Highly efficient route for enantioselective preparation of chlorohydrins via dynamic kinetic resolution

ORGN 714

Annika Träff, annika@organ.su.se, Krisztián Bogár, Madeleine Warner, and Jan E. Bäckvall, jeb@organ.su.se. Department of Organic Chemistry, Stockholm University, Arrheniuslaboratory, SE-106 91 Stockholm, Sweden

Enantiomerically pure chlorohydrins can be prepared via dynamic kinetic resolution (DKR) by employing ruthenium catalyst 1 for in situ racemization and Pseudomonas cepacia lipase for kinetic resolution. Optically active chlorohydrins are versatile intermediates and can be used as direct precursors in the synthesis of epoxides, β-aminoalcohols, pyrrolidines and functionalized cyclopropanes. Therefore this is an efficient route for the preparation of a variety of enantiomerically enriched compounds.

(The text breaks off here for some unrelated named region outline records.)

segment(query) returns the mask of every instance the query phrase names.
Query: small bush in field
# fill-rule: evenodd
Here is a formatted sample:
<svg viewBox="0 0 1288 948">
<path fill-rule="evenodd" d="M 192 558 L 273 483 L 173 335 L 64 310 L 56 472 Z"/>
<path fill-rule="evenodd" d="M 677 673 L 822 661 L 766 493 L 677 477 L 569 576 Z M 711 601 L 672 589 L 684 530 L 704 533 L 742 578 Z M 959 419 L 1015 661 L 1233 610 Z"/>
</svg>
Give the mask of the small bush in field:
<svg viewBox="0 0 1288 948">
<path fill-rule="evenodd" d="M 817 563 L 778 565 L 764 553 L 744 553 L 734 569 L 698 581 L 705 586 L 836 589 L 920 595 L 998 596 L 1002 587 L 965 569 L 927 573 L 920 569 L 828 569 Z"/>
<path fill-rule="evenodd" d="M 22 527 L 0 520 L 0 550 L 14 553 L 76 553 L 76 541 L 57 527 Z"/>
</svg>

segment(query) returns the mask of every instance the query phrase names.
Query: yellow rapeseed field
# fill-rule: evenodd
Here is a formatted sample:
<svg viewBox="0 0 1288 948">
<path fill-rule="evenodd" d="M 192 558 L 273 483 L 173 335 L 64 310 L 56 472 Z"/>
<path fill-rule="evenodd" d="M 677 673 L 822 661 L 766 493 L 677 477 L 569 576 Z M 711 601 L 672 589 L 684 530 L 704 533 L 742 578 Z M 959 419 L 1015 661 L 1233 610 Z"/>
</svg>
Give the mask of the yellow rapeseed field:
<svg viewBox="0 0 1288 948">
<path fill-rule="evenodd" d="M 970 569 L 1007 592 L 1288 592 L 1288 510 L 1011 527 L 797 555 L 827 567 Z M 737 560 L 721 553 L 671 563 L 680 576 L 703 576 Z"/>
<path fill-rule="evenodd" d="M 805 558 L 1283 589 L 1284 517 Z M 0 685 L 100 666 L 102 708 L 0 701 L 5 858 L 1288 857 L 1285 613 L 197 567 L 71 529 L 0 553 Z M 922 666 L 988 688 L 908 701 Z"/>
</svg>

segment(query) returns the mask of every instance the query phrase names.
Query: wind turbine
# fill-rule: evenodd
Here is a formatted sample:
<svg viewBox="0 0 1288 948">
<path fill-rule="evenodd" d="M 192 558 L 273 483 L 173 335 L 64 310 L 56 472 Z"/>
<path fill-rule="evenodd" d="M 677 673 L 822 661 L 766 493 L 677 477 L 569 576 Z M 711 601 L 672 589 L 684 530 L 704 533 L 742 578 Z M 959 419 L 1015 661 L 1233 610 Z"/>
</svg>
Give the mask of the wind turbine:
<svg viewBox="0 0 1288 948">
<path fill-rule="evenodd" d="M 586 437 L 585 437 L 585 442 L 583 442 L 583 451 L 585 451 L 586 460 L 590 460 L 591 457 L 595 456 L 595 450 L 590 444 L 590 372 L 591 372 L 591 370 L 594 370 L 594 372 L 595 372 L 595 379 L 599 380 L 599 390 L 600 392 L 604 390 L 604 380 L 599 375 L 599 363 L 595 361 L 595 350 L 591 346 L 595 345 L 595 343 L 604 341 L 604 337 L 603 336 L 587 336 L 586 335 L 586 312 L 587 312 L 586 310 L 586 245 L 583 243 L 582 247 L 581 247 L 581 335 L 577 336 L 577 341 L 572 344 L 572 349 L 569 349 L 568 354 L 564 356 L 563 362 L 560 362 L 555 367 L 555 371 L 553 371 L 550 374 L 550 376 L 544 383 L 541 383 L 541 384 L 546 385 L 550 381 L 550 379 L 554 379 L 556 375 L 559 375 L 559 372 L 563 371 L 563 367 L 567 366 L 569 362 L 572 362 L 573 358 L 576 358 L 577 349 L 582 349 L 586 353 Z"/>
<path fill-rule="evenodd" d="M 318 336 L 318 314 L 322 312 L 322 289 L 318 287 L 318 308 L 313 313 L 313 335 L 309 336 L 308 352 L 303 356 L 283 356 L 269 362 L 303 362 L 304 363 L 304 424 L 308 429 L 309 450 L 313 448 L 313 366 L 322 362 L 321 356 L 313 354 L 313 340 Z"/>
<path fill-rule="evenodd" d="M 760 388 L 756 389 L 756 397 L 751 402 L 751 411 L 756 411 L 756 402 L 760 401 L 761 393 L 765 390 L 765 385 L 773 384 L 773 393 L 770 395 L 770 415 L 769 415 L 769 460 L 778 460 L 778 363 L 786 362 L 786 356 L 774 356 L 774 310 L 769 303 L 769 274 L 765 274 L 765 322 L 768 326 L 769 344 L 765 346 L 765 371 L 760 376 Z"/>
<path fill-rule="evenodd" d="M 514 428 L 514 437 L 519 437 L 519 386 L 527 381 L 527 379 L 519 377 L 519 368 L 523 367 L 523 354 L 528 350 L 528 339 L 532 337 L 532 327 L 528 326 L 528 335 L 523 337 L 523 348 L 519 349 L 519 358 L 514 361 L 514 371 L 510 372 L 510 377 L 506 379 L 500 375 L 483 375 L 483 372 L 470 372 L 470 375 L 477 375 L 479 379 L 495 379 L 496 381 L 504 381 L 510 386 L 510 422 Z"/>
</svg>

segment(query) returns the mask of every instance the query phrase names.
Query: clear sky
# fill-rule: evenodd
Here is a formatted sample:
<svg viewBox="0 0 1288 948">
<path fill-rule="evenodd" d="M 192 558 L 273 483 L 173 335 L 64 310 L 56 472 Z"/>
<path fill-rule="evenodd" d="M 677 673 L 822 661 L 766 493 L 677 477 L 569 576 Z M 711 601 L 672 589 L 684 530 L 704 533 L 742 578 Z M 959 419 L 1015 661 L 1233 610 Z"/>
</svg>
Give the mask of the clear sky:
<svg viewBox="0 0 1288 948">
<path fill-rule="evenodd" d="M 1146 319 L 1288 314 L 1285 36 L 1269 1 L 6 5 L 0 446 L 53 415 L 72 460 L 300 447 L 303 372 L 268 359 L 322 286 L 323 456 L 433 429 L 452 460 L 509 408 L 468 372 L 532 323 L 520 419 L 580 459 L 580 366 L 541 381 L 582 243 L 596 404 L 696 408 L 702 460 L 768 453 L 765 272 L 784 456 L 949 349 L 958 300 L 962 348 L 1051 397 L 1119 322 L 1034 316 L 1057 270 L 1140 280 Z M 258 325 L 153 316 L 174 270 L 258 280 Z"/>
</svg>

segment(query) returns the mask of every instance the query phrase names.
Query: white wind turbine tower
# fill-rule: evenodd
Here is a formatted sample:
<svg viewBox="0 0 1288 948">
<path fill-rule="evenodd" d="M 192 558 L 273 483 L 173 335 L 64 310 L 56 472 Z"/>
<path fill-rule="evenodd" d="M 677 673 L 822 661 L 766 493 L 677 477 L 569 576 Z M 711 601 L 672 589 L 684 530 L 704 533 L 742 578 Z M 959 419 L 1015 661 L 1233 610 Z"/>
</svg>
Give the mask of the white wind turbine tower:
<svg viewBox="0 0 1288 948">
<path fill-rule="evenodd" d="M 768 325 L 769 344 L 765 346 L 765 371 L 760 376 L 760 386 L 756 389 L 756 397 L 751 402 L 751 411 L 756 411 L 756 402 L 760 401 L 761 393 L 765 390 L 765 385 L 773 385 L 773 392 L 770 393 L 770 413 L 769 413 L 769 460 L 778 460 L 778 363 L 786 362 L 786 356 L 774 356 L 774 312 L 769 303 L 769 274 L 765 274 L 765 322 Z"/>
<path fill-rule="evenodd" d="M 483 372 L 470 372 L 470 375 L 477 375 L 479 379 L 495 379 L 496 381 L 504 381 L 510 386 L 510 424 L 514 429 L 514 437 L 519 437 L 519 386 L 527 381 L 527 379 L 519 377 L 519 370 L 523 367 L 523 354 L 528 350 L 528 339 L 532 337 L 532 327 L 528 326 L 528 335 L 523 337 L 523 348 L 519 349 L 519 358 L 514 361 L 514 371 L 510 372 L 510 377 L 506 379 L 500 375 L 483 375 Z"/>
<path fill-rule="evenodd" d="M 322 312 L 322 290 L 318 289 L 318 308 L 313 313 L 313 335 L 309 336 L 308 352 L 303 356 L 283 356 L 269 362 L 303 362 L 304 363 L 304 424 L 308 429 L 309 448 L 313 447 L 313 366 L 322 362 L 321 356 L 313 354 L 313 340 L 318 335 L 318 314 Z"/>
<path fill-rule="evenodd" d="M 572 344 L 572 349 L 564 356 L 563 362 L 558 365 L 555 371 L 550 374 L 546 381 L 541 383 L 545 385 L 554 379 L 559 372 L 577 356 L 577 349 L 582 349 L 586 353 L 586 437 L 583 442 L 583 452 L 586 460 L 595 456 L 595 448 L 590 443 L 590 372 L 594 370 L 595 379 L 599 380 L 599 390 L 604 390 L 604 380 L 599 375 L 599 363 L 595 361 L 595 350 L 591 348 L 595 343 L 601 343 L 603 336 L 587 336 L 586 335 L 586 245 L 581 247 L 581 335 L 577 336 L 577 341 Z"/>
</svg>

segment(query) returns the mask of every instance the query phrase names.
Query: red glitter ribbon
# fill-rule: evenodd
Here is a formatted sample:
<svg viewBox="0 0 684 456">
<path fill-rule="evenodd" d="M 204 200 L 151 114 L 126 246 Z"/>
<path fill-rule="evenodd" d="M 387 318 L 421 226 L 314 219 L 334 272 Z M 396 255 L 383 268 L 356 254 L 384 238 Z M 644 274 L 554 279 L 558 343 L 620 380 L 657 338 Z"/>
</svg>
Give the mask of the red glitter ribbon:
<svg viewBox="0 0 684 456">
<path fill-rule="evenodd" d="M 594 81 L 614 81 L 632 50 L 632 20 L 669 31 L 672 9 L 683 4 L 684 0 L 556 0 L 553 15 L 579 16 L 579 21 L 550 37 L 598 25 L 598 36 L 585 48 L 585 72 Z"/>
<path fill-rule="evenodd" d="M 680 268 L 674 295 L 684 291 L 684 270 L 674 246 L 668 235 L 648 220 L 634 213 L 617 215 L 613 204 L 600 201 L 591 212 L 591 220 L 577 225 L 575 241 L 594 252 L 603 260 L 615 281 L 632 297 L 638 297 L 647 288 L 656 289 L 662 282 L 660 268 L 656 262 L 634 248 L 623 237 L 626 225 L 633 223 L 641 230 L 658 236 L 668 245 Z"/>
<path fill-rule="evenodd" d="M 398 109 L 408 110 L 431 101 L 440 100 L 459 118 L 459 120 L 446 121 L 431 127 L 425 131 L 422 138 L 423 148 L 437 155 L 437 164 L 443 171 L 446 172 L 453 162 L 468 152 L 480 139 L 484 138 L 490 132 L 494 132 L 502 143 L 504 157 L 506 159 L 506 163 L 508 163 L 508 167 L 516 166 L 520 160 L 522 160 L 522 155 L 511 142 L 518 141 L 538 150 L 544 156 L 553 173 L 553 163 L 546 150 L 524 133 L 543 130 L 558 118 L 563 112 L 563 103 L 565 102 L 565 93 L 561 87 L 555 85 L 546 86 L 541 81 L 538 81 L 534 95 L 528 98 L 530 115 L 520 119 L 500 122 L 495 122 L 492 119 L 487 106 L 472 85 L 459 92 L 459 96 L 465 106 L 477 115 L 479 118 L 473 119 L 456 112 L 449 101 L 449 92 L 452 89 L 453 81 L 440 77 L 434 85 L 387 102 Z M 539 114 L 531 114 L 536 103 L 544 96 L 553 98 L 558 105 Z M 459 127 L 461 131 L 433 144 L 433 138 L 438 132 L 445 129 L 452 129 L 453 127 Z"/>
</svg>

The DKR developed for this system is applicable on a variety of different β-chloro-aryl-alcohols with both electron-withdrawing and electron-donating groups. Conversions of up to 99% and ee up to >99 % were obtained. A few of the enantiomerically enriched chlorohydrins were transformed to the corresponding epoxides with high isolated yield. The ee was retained during the ring closure.

Scheme 1. Preparation of enantiomerically pure chloroacetates via dynamic kinetic resolution and further ring closure to the corresponding epoxides.